Eine deutliche Weiterentwicklung stellte „West Side Story“ (1957) von Leonard Bernstein dar, deren Verfilmung (1961) den seit den 1940ern populären eher revuehaften Filmmusicals mit mehr Fokus auf die Handlung einen neuen Schwung gab. Einen besonderen Erfolg erzielte das Filmmusical „Grease“ (1978) von Warren Casey & Jim Jacobs.
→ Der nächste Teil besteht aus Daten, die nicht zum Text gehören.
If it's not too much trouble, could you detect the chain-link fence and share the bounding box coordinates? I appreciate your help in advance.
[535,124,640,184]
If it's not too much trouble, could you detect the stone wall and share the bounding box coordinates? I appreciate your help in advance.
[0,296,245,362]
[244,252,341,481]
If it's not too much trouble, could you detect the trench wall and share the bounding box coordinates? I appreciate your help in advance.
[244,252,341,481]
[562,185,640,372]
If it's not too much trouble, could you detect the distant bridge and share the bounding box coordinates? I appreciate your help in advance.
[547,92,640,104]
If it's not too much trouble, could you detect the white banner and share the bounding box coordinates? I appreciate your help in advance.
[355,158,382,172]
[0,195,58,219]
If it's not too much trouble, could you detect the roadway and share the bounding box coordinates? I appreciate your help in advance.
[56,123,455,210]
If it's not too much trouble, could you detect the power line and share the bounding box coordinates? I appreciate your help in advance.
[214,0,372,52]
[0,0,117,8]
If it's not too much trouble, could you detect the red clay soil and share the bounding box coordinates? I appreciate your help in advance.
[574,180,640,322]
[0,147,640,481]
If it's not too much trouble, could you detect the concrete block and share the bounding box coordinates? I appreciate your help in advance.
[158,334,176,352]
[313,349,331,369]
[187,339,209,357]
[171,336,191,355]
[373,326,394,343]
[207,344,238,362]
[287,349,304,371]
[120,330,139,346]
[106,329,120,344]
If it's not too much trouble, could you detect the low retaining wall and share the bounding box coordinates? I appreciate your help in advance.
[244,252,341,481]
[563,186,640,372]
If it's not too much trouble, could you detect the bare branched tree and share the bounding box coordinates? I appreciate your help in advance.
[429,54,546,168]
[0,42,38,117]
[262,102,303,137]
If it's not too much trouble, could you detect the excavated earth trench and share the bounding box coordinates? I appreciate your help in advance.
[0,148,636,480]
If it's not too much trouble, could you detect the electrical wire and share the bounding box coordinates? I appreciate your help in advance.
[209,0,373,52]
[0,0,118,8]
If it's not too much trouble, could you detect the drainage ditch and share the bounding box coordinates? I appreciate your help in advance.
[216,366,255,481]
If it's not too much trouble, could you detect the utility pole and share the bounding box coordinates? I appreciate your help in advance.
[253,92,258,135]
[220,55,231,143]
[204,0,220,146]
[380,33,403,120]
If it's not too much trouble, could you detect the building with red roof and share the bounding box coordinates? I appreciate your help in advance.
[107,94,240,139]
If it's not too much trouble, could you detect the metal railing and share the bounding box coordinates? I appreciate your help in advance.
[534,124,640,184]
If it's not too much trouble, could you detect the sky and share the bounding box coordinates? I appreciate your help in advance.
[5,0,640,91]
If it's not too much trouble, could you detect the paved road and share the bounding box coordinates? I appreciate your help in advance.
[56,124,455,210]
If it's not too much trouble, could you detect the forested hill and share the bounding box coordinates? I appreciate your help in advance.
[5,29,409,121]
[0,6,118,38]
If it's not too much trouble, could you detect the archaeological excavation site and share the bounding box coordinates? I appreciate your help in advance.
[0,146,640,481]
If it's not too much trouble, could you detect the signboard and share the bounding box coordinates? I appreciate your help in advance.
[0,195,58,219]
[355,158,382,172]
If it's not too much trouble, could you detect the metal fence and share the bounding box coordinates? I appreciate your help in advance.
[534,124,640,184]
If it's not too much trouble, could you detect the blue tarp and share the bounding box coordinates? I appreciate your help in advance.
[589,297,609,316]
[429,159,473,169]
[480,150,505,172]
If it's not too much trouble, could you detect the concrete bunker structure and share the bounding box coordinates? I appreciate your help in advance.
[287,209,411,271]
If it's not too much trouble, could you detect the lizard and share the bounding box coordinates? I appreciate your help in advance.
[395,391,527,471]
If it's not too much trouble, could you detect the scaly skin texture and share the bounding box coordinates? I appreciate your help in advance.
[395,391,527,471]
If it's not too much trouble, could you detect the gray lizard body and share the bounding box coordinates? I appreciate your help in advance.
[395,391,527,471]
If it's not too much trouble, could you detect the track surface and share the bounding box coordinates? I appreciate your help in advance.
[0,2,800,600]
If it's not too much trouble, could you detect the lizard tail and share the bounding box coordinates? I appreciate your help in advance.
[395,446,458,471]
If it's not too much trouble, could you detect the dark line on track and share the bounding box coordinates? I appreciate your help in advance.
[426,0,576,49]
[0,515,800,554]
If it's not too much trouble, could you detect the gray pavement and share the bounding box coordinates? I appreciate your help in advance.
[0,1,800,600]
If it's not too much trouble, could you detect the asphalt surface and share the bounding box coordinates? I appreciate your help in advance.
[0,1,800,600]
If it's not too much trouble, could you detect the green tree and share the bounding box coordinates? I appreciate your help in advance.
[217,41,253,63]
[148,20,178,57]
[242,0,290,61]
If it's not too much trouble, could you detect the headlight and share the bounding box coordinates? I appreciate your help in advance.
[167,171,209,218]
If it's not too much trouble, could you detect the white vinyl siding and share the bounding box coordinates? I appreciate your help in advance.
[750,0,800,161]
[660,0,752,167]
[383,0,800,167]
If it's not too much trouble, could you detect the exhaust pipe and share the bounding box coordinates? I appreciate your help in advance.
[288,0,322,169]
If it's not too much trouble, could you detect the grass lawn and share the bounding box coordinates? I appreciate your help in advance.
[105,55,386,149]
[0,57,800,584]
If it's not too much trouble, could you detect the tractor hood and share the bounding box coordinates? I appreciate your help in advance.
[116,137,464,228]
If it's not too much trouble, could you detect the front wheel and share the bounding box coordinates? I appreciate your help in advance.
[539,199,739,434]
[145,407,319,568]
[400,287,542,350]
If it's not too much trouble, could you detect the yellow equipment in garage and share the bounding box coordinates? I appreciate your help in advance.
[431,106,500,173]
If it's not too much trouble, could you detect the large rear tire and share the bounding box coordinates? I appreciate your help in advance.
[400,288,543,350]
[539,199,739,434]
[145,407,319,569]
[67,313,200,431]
Gefeierte Nebengattungen sind Rockmusicals von Galt McDermot („Hair“ 1967) und Richard O’Brien („Rocky Horror Picture Show“ 1973).

Das moderne Musical wurde maßgeblich geprägt von Andrew Lloyd Webber („Jesus Christ Superstar“ 1971, „Evita“ 1978, „Cats“ 1980, „Das Phantom der Oper“ 1986), der als der bedeutendste Musical-Komponist gilt. Musicals sind nun wie Opern durchkomponiert, gesprochene Dialoge verschwinden weitgehend und es wird durchgehend gesungen. In den 1980ern werden die Musicals des Franzosen Claude-Michel Schönberg („Les Misérables“, „Miss Saigon“) sowie von Stephen Sondheim („Sweeney Todd“, „Sunday in the Park with George“, „Into the Woods“) populär.

Ein Beispiel für ein herausragendes, deutschsprachiges Musical ist „Elisabeth“ (1992) von Sylvester Levay („Mozart!“, „Rebecca“).

Ende der 1990er wurden die sogenannten „Jukebox-Musicals“ immer beliebter, bei denen Songs eines bestimmten Interpreten oder einer Band mit ein paar Anpassungen zu einer eigenen Geschichte umgemodelt werden. Beispiel dafür sind „Saturday Night Fever“ (Bee Gees), „Mamma Mia!“ (ABBA), oder auch „Ich war noch niemals in New York“ (Udo Jürgens).

In den 2010ern erzielten das Filmmusical „La la Land“ (2016) von Justin Hurwitz sowie das Animationsfilm-Musical für Kinder „Frozen“ (Auf Deutsch: „Die Eiskönigin – Völlig unverfroren“) unter der Mitwirkung von Robert Lopez („Avenue Q“, „The Book of Mormon“) große Erfolge.